I'm pretty sure I have to create a new widget/visualization and a new query for this (and that we cannot use the existing "gerrit_all_changesets" here), but I do not know how yet.

Wondering if Bool Queries or Range Queries might be related. Or if I'm completely off.

Event Timeline

EBernhardson added a subscriber: EBernhardson.EditedMar 16 2018, 7:39 PM

I think the problem here is going to be the data is stored in separate indices. The linked dashboard uses the gerrit_demo index which afaict only contains events for newly seen patch authors? The actual changesets are in a separate index called gerrit. Elasticsearch doesn't do joins of any kind, so there is no direct way to query this data. What I would typically suggest here is augmenting the data ingestion pipeline to include some sort of marker in the gerrit index that can be filtered on. Essentially it means pre-joining (denormalizing) the timestamp markers into the documents.

@EBernhardson: That makes sense - thanks a lot for your fast comment here (was thinking about CC'ing you on this task but first wanted to try digging myself)!

Indeed, the gerrit_demo index has the date fields first and first_all (and an internal _id field which is unfortunately not the Change-Id in Gerrit). And those two fields first and first_all do not exist in the gerrit index (note to myself: githash in the gerrit index is the Change-Id in Gerrit actually).

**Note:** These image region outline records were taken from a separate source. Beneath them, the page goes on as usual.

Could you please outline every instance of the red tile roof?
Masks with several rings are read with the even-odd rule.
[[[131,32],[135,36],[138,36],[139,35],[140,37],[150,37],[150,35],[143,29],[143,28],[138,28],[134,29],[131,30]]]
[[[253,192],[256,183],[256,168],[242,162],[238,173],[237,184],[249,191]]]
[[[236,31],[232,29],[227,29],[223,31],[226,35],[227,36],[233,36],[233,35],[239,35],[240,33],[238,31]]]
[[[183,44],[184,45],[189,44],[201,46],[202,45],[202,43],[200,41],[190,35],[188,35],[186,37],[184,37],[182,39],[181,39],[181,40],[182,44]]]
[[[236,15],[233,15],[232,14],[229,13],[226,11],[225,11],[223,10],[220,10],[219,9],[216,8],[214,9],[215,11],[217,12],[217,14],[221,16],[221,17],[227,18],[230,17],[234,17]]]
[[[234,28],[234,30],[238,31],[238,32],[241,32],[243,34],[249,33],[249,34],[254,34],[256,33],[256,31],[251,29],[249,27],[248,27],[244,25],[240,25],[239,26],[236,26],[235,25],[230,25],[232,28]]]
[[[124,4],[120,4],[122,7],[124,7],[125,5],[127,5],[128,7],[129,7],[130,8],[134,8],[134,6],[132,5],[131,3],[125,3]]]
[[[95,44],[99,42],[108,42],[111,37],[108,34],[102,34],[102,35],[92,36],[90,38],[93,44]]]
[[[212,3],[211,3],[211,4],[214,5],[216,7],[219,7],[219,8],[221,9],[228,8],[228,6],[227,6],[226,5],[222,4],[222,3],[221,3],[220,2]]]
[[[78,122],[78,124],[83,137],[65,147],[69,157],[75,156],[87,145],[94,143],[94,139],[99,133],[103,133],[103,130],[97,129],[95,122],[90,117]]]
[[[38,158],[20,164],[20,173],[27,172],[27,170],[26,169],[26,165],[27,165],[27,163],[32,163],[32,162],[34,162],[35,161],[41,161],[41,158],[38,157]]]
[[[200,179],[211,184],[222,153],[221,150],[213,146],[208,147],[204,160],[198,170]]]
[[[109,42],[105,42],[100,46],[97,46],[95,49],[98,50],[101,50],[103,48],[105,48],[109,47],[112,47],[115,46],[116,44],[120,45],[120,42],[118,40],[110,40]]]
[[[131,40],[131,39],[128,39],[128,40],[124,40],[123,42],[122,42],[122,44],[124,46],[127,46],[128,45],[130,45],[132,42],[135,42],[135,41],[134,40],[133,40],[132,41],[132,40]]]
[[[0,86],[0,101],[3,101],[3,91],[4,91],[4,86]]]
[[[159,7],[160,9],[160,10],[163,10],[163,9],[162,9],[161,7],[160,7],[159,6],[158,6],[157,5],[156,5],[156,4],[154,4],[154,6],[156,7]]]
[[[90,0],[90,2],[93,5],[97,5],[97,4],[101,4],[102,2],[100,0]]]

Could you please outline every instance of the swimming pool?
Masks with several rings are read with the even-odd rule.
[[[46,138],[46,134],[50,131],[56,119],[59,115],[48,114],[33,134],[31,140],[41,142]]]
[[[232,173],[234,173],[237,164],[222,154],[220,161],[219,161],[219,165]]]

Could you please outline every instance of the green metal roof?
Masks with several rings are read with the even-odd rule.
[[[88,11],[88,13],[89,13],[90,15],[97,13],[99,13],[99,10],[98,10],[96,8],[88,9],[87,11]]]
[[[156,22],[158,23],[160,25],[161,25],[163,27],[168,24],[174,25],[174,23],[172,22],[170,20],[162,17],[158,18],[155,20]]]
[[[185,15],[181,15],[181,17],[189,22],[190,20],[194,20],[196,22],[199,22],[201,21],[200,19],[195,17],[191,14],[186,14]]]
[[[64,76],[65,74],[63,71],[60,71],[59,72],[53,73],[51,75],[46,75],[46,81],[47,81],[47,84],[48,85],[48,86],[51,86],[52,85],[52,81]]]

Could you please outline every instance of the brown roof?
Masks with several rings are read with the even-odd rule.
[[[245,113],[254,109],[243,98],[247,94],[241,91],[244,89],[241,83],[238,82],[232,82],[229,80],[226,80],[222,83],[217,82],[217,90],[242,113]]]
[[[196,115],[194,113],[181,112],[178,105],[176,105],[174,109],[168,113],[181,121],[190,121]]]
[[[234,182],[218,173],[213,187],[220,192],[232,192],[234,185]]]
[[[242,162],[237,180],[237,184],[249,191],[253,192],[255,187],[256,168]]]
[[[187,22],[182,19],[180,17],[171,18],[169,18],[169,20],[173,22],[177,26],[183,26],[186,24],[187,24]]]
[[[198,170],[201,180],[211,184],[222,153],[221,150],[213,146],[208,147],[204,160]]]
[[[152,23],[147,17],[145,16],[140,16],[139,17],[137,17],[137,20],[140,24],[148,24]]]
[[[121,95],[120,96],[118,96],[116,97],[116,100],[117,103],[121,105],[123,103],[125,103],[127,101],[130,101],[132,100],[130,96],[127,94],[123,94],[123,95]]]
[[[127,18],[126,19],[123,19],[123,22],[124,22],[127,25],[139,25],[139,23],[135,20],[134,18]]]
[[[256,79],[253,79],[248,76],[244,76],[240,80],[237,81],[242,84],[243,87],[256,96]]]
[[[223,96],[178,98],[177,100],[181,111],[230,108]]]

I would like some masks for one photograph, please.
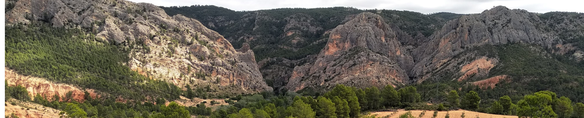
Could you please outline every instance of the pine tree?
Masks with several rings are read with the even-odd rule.
[[[267,112],[262,109],[257,109],[253,115],[253,118],[271,118]]]
[[[475,109],[478,108],[478,104],[481,102],[481,97],[478,96],[478,94],[471,91],[464,95],[463,106],[467,109]]]
[[[507,95],[499,98],[499,103],[503,106],[503,111],[509,111],[509,108],[511,108],[511,105],[513,104],[511,102],[511,98],[509,98]]]
[[[574,117],[584,118],[584,103],[578,103],[574,106]]]
[[[458,96],[458,92],[455,90],[452,90],[450,92],[448,92],[447,100],[448,101],[448,103],[451,106],[458,107],[460,106],[460,96]]]
[[[318,118],[336,118],[336,108],[331,99],[322,96],[317,98],[318,101],[319,110],[317,112]]]
[[[359,106],[359,98],[351,87],[339,84],[335,87],[331,91],[325,94],[325,97],[331,98],[338,96],[341,99],[346,100],[350,108],[349,115],[352,117],[357,117],[360,114],[361,107]]]
[[[350,108],[349,108],[348,102],[345,99],[341,99],[339,98],[338,96],[334,96],[333,99],[331,99],[332,102],[335,103],[335,108],[336,108],[336,117],[337,118],[348,118],[349,113],[350,112]]]
[[[399,106],[401,99],[399,93],[391,85],[387,85],[381,90],[382,103],[386,108]]]
[[[498,101],[495,101],[491,106],[491,111],[489,112],[491,114],[502,115],[503,114],[503,106]]]
[[[290,115],[288,116],[296,118],[314,118],[316,113],[312,111],[310,105],[305,103],[302,100],[294,101],[292,106],[286,109],[286,112]]]
[[[381,98],[380,98],[379,89],[375,86],[365,89],[365,95],[367,98],[367,106],[369,110],[379,109]]]
[[[420,101],[420,94],[413,86],[399,89],[398,92],[401,95],[402,102],[414,103]]]
[[[517,116],[528,117],[557,117],[558,115],[552,110],[552,95],[555,93],[540,91],[527,95],[517,102]]]
[[[572,107],[572,101],[570,98],[562,96],[555,99],[553,103],[554,112],[558,114],[559,118],[569,118],[572,115],[573,108]]]

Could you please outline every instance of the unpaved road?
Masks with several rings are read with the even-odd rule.
[[[389,118],[397,118],[399,117],[399,115],[408,112],[412,112],[412,115],[415,117],[419,117],[419,115],[421,113],[423,110],[399,110],[397,112],[373,112],[371,115],[377,115],[378,117],[383,117],[387,115],[391,115]],[[397,112],[394,113],[394,112]],[[443,118],[446,116],[446,112],[438,112],[438,116],[436,118]],[[492,115],[484,113],[479,113],[475,112],[471,112],[465,110],[451,110],[448,111],[449,114],[450,114],[450,118],[461,118],[460,116],[463,113],[464,113],[465,118],[517,118],[516,116],[505,116],[500,115]],[[434,114],[433,110],[427,110],[426,111],[426,113],[422,116],[421,118],[432,118],[432,115]]]

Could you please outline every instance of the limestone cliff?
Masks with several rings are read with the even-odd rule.
[[[365,87],[407,83],[406,70],[413,62],[402,52],[399,31],[379,15],[360,13],[331,31],[315,61],[296,67],[286,87],[298,91],[338,84]]]
[[[478,46],[530,43],[551,47],[561,43],[554,33],[543,31],[542,25],[535,13],[501,6],[480,14],[464,15],[447,22],[430,41],[413,51],[416,63],[411,76],[420,77],[423,81],[438,71],[461,69],[467,73],[462,70],[464,67],[442,69],[447,62],[458,59],[455,56]]]
[[[39,20],[54,27],[88,29],[103,43],[130,51],[127,63],[152,79],[179,87],[210,85],[230,94],[271,91],[253,52],[236,51],[196,20],[169,16],[157,6],[123,0],[20,0],[6,23]]]

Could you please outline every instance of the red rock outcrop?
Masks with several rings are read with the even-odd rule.
[[[479,87],[482,89],[486,89],[488,87],[491,88],[494,88],[495,85],[502,80],[506,80],[509,82],[510,80],[507,78],[507,75],[500,75],[498,76],[492,77],[487,79],[485,79],[481,81],[475,81],[471,83],[471,84],[478,85]]]
[[[333,29],[314,62],[294,68],[286,88],[330,88],[338,84],[358,88],[408,83],[413,65],[397,35],[381,16],[361,13]],[[411,38],[411,37],[410,37]],[[320,89],[319,89],[320,90]]]
[[[458,78],[458,81],[463,81],[472,75],[478,73],[479,70],[482,70],[485,71],[485,72],[483,72],[484,73],[488,73],[491,69],[495,67],[495,64],[492,59],[489,60],[489,58],[484,56],[472,60],[470,63],[463,66],[460,69],[460,73],[464,74]]]
[[[237,88],[220,92],[272,91],[263,81],[252,51],[236,51],[223,36],[199,21],[180,15],[168,16],[152,4],[123,0],[22,0],[14,5],[6,13],[7,26],[50,19],[48,22],[55,27],[92,29],[100,41],[126,47],[130,52],[127,65],[152,79],[179,87]],[[204,76],[197,77],[197,73]]]

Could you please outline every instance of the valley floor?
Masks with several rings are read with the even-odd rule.
[[[371,114],[373,115],[377,115],[377,117],[384,117],[384,116],[390,115],[390,116],[387,118],[397,118],[399,117],[399,115],[408,112],[412,112],[412,115],[414,117],[418,117],[420,114],[423,112],[423,110],[404,110],[403,109],[400,109],[397,112],[373,112]],[[460,118],[461,117],[461,115],[463,113],[464,113],[465,117],[467,118],[517,118],[516,116],[505,116],[500,115],[492,115],[484,113],[479,113],[476,112],[472,112],[465,110],[451,110],[451,111],[440,111],[438,112],[438,116],[436,116],[437,118],[444,117],[446,116],[446,113],[450,115],[450,117],[451,118]],[[426,113],[420,118],[432,118],[433,115],[434,114],[433,110],[427,110]]]

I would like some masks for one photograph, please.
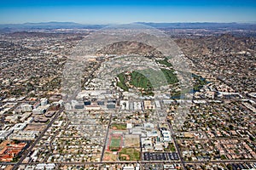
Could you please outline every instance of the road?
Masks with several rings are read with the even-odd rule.
[[[31,153],[32,150],[35,147],[35,145],[38,143],[38,141],[41,139],[41,138],[44,135],[44,133],[47,132],[49,128],[51,127],[51,125],[54,123],[54,122],[59,116],[60,113],[61,113],[63,110],[64,110],[64,107],[61,108],[60,110],[55,115],[54,118],[49,122],[49,123],[47,125],[46,128],[44,128],[44,130],[39,134],[39,136],[32,143],[32,144],[22,154],[23,156],[19,160],[19,162],[14,166],[13,169],[18,169],[19,166],[22,163],[22,162],[25,160],[25,158]]]

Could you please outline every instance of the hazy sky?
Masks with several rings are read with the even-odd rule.
[[[256,21],[256,0],[1,0],[0,23]]]

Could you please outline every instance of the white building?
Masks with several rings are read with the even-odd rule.
[[[46,98],[42,98],[40,99],[41,105],[46,105],[48,104],[48,99]]]
[[[8,131],[1,130],[0,131],[0,139],[5,140],[7,139],[7,137],[12,133],[12,132],[13,132],[12,130],[8,130]]]
[[[32,110],[32,105],[28,104],[23,104],[20,105],[22,112],[30,112]]]

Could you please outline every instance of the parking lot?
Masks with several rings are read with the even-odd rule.
[[[144,152],[144,161],[174,161],[178,160],[177,152]]]

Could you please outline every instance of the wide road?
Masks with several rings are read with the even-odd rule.
[[[41,139],[41,138],[44,135],[46,131],[49,129],[49,127],[54,123],[54,122],[56,120],[60,113],[61,113],[64,110],[64,107],[61,107],[60,110],[55,115],[54,118],[49,122],[49,123],[47,125],[46,128],[39,134],[39,136],[37,138],[37,139],[32,143],[32,144],[22,154],[23,156],[19,160],[19,162],[14,166],[13,169],[17,169],[19,166],[21,164],[21,162],[25,160],[25,158],[28,156],[28,154],[31,153],[32,150],[35,147],[35,145],[38,143],[38,141]]]

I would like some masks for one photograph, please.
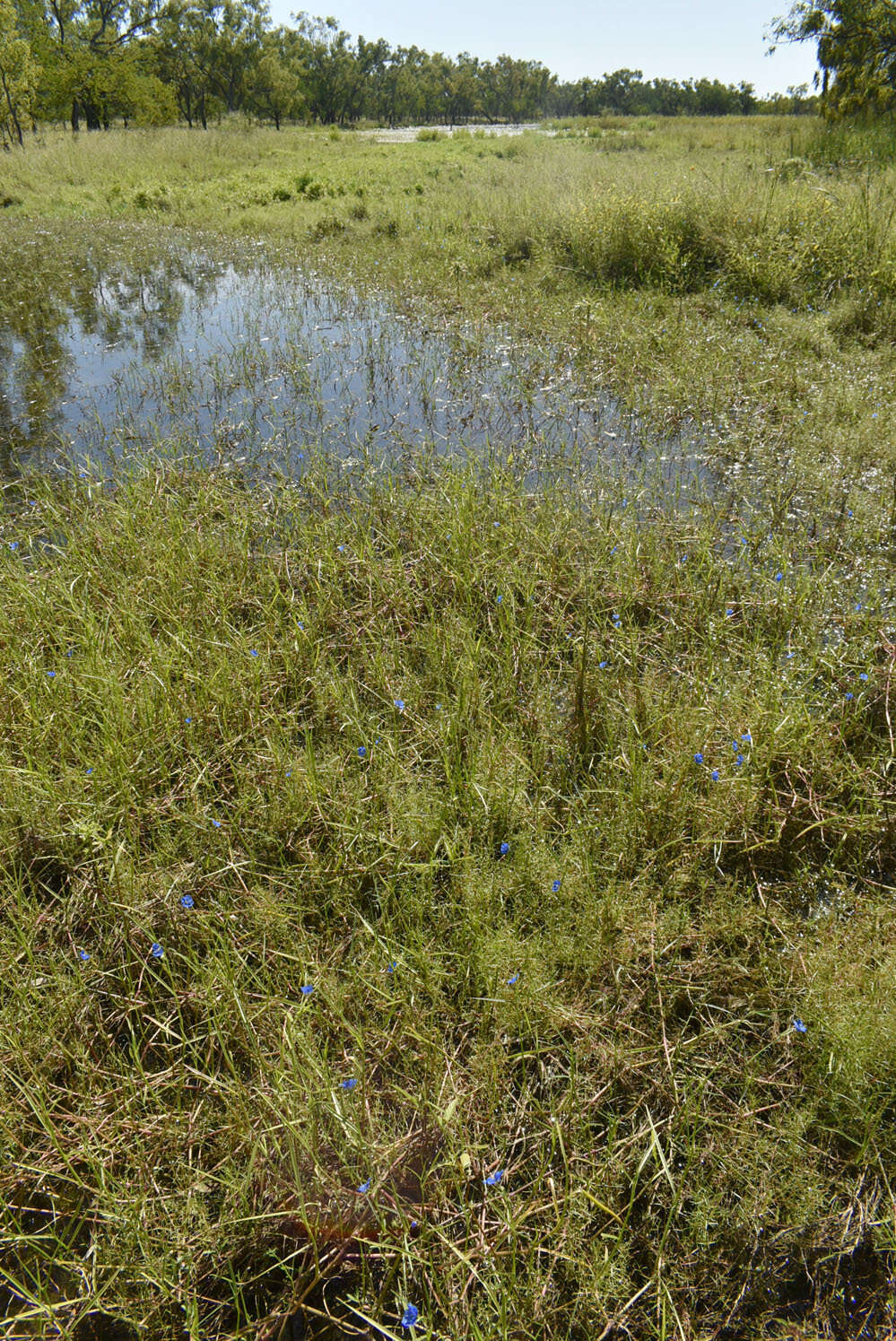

Hmm, so a potential approach might be merging the fields of the index gerrit_demo into the standard gerrit index once the C_Gerrit_Demo dashboard (it says "Demo" for a reason) gets productized at some point by Bitergia (who host that service and website for us) in T151161.
I'll ask Bitergia about their implementation plans in our (non-public) upstream support ticket at https://gitlab.com/Bitergia/c/Wikimedia/support/issues/16

So the current workaround (until these two indices are merged) to get the list of all changesets in Gerrit by new authors displayed on C_Gerrit_Demo is to

  • go to https://wikimedia.biterg.io/app/kibana#/dashboard/C_Gerrit_Demo
  • get all author names in the "New Authors" widget, either by pressing the Ctrl key in Firefox and marking the column with author names, or by installing some add-on in Chromium (untested), or by exporting to CSV via the link at the bottom of that widget and then removing all the other columns,
  • constructing a query from those author names; format is author_name:"ABC" OR author_name:"XYZ"
  • enter that query into the text search field on top by replacing the *
  • looking at the "gerrit_backlog_table" widget (for open changesets in Gerrit) or the "gerrit_all_changesets" widget (for any changesets in Gerrit)

Nota bene: The results do not exclude bot accounts until these indices are merged, and that some authors might be shown twice.

Aklapper closed this task as Resolved.Mar 27 2018, 3:32 PM

Investigation done, hence closing this task. Again thanks to Erik for the help.

Summarized in the parent task at T188244#4084927.